Nous défendons un tout autre modèle : la sécurité sociale. Le programme l’Avenir en commun prévoit tout le contraire de M. Fillon. Nous proposons d’améliorer la prise en charge des soins par la Sécurité sociale jusqu’à leur remboursement à 100%. Nous voulons rétablir la retraite à 60 ans, réduire la durée de cotisation exigée pour avoir une retraite complète et renforcer le régime de retraite solidaire par répartition. Et face à la dépendance, nous défendons notamment la construction de 50 000 places en établissements pour prendre en charge les personnes dans le besoin dans un réseau public et abordable, et la baisse de ce qui reste à la charge des familles pour les personnes qui continuent de vivre chez elle.

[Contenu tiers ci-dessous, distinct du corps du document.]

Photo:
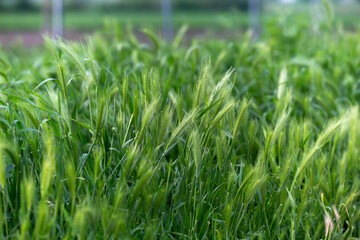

Ce modèle est plus juste et moins coûteux. Plus juste car dans le système de la sécurité sociale, le montant des cotisations ne dépend pas de l’âge ni de l’état de santé et que la protection dont on bénéficie ne dépend pas de ses moyens financiers mais de ses besoins : chacun est remboursé de la même façon par exemple. Chacun a un aperçu de ce qu’est un système d’assurance privée individuelle, à travers sa complémentaire santé s’il a les moyens de s’en payer une. Surtout, la Sécu c’est moins cher ! Il suffit de comparer les dépenses de santé entre la France et les États-Unis. En France, ces dépenses de santé représentent 11% de la richesse annuelle du pays. Elles sont essentiellement supportées par l’assurance maladie. Aux États-Unis, les dépenses de santé sont essentiellement privées. Et elles coûtent plus cher puisqu’elles atteignent 16,5% de la richesse du pays. Tout cela pour des résultats sanitaires mauvais là où la France reste une référence malgré les mauvais coups portés à notre système solidaire et à l’hôpital public.